Enter passphrase (empty for no passphrase):
Enter same passphrase again:
Your identification has been saved in /export/home/josh/.ssh/id_dsa
Your public key has been saved in /export/home/josh/.ssh/id_dsa.pub
The key fingerprint is:
f0:8e:31:ab:e2:9a:02:4d:77:f5:44:23:ae:23:85:b6 josh@server1
Step 3: Check SSH-AGENT
josh@server1:~> ssh-agent
Output:
SSH_AUTH_SOCK=/tmp/ssh-XX1RcNaX/agent.31740; export SSH_AUTH_SOCK;
SSH_AGENT_PID=31741; export SSH_AGENT_PID;
echo Agent pid 31741;
josh@server1:~> SSH_AUTH_SOCK=/tmp/ssh-XX1RcNaX/agent.31740; export SSH_AUTH_SOCK;
josh@server1:~> SSH_AGENT_PID=31741; export SSH_AGENT_PID;
josh@server1:~> echo Agent pid 31741;
Output:
Agent pid 31741
Step 4: SSH-ADD
josh@server1:~> ssh-add /export/home/josh/.ssh/id_dsa
Output:
Enter passphrase for /home/jimbo/.ssh/id_dsa1:
Identity added: /export/home/josh/.ssh/id_dsa (/export/home/josh/.ssh/id_dsa)
Step 5: Making sure server1 is in the list of known hosts on Server2
when you ssh into server2 from server1 the first time, server2 adds the IP address of server1 in a file called known_hosts, so the second time you login, server2 should straight away prompt you for a password without doubting the authenticity of server1!
so try to ssh into server2 from server1, login and exit.

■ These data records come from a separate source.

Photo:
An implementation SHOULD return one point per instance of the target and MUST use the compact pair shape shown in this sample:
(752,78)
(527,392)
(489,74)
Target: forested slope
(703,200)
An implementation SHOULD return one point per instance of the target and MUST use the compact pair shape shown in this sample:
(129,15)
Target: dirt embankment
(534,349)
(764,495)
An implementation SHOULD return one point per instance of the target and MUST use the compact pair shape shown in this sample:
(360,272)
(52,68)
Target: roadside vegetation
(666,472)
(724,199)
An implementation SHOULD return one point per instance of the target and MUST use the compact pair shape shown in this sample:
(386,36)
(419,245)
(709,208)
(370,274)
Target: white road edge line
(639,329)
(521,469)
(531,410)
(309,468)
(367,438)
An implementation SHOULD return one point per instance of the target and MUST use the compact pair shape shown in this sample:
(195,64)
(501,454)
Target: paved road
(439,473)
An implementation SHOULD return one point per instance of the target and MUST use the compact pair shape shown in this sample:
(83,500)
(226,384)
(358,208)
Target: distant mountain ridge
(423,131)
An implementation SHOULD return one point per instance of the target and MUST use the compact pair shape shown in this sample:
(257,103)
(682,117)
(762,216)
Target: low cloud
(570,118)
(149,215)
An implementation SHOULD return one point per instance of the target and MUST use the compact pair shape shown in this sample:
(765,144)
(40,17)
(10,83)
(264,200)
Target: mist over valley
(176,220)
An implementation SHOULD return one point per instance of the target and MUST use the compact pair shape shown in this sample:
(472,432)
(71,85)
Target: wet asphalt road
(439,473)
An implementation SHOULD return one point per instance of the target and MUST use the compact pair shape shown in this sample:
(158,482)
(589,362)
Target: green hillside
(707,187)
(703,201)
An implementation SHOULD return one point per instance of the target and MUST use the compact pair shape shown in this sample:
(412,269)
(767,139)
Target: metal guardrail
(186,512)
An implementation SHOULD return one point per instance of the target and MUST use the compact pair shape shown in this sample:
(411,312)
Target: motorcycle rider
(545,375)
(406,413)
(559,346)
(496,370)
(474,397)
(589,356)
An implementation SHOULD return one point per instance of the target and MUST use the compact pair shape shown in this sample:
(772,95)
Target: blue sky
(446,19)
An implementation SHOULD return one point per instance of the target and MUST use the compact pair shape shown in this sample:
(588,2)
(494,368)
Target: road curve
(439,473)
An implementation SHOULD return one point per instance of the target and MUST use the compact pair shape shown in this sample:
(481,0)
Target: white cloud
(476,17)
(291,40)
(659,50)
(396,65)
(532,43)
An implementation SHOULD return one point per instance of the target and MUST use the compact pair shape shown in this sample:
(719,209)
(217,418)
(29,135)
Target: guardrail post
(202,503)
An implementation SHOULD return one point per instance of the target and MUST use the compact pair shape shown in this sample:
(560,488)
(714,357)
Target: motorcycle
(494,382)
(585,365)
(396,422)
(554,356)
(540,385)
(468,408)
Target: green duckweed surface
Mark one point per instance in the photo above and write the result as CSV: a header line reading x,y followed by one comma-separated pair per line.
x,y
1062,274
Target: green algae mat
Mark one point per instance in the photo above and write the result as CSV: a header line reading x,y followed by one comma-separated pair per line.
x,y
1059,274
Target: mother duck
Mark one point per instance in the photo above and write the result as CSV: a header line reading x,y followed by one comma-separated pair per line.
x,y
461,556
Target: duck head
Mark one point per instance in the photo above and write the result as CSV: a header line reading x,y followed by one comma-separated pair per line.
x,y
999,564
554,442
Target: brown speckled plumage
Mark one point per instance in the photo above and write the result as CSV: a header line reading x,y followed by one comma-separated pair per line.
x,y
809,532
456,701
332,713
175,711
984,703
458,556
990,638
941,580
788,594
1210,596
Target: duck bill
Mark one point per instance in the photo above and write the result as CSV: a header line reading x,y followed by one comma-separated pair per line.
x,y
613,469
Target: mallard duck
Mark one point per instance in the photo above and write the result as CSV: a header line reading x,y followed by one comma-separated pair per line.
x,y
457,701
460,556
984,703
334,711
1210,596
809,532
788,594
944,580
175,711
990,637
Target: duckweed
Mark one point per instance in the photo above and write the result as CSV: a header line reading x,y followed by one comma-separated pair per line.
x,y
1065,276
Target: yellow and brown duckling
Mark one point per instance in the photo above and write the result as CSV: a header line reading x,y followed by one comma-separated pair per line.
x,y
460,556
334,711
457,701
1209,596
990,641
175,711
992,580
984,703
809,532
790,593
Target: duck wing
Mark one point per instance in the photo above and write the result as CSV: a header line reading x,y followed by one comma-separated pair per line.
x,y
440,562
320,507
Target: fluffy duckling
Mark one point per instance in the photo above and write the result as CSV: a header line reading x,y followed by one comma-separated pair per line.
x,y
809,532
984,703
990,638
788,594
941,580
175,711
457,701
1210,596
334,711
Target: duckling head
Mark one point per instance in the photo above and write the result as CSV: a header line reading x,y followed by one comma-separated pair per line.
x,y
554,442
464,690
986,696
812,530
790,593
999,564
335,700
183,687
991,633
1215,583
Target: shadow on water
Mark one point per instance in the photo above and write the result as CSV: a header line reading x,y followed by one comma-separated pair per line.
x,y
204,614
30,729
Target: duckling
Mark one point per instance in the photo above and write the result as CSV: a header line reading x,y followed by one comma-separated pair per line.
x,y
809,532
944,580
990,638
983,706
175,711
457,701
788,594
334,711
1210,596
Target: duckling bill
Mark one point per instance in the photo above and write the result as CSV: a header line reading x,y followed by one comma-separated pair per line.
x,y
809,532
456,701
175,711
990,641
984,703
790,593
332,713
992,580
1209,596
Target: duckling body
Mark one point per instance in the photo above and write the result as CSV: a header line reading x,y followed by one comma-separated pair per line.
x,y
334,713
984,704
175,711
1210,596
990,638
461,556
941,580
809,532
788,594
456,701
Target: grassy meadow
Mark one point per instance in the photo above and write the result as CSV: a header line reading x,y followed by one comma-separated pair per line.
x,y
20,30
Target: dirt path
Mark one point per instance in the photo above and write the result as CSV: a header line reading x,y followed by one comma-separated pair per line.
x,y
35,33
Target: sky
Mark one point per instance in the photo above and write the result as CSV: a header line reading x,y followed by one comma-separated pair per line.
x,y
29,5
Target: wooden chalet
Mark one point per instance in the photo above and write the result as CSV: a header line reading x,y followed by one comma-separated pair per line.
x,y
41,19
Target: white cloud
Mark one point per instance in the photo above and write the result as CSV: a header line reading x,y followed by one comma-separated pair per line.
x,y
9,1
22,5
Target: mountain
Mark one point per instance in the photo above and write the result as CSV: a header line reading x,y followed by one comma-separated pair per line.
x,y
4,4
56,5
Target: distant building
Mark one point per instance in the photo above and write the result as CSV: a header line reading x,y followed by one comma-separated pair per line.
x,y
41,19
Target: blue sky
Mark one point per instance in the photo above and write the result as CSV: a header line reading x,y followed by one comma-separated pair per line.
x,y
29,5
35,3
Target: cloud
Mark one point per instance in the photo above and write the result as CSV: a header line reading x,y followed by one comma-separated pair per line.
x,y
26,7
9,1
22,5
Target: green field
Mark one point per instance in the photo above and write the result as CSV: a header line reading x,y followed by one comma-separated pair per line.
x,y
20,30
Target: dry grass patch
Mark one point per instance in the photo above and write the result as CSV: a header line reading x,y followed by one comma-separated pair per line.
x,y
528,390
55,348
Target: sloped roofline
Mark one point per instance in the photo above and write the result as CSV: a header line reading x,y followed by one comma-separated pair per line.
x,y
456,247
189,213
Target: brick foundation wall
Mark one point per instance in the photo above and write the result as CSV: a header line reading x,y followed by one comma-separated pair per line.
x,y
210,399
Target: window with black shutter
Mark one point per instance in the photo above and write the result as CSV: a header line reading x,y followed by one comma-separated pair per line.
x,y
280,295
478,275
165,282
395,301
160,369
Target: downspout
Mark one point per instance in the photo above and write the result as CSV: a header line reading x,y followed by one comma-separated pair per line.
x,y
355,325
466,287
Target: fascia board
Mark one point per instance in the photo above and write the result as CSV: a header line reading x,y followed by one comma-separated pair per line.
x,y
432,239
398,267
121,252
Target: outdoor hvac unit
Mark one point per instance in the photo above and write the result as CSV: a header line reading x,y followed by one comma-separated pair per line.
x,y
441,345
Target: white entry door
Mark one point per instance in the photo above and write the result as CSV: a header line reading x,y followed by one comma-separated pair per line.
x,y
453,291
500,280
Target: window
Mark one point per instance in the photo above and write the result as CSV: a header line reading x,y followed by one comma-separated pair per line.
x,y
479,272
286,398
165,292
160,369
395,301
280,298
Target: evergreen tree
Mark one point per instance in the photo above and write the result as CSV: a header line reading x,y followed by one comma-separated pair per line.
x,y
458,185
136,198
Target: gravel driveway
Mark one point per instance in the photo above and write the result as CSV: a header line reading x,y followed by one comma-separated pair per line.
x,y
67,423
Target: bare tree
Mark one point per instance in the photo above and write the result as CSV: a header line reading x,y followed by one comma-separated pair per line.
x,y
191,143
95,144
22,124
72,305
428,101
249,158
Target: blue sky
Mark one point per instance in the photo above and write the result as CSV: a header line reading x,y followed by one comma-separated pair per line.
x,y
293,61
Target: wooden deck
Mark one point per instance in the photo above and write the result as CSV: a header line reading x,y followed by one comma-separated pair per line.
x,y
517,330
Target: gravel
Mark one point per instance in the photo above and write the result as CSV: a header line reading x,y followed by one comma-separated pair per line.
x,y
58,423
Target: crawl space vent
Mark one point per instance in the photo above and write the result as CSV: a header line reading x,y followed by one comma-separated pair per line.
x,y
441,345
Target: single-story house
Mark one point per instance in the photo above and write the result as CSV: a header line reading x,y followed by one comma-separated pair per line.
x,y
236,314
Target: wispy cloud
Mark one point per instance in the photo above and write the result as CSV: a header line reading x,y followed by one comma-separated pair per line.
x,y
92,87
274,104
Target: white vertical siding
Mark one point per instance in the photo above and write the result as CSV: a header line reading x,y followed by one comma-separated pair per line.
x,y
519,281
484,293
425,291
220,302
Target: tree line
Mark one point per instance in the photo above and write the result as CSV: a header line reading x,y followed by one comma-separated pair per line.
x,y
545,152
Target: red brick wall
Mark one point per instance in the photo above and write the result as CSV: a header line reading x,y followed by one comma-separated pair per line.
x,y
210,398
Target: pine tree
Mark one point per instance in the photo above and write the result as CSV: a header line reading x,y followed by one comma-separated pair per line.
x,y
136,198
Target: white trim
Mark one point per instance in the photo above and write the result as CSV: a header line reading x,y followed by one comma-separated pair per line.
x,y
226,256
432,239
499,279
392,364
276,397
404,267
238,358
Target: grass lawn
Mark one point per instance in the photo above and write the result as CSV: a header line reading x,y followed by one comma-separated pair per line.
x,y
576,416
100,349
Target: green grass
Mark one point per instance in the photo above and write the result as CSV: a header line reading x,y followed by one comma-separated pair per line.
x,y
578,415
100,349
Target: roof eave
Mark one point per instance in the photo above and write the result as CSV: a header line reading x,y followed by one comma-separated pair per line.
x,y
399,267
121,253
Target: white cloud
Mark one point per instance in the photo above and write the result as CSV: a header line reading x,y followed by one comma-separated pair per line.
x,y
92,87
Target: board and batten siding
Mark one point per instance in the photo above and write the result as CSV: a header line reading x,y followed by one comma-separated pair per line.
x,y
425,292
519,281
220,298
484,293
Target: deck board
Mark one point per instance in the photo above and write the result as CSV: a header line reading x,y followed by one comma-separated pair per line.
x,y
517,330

josh@server1:~> ssh bob@server2
Output:
bob@server2's password:
Last login: Tue Nov 25 06:22:11 2010 from josh
Have a lot of fun...
bob@server2:~> exit
Output:
logout
Connection to bob closed.
logout
Connection to bob closed.
Step 6: SCP (Secure Copy) the pub key from Server1 to Server2
josh@server1:~> scp /export/home/josh/.ssh/id_dsa.pub bob@server2:/export/home/bob/.ssh/josh.pub
Output:
bob@server2's password:
id_dsa.pub 100% |*************************************************| 602 00:00
Step 7: Copy the Pub Key (josh.pub) that was copied to server2 into Authorized Keys
josh@server1:~> ssh bob@server2
bob@server2's password:
Last login: Tue Nov 25 06:30:11 2010 from josh
Have a lot of fun...
Last login: Tue Nov 25 06:30:11 2010 from josh
Have a lot of fun...
bob@server2:~> cd /export/home/bob/.ssh/
bob@server2:~> cat josh.pub >> authorized_keys
bob@server2:~> exit
logout
Connection to bob closed.
logout
Connection to bob closed.
Step 8: Test your new SSH-KEY
josh@server1:~> ssh -i /export/home/josh/.ssh/id_dsa bob@server2
Last login: Tue Nov 25 06:45:11 2010 from josh
Have a lot of fun...bob@server2:~>
Have a lot of fun...bob@server2:~>
Once you get to the command prompt of server2, then your SSH-KEY is working. You can use this KEY to login to the server always without need for password. You can also use the KEY to automate the login within a BASH/KSH/TCSH script. Have fun.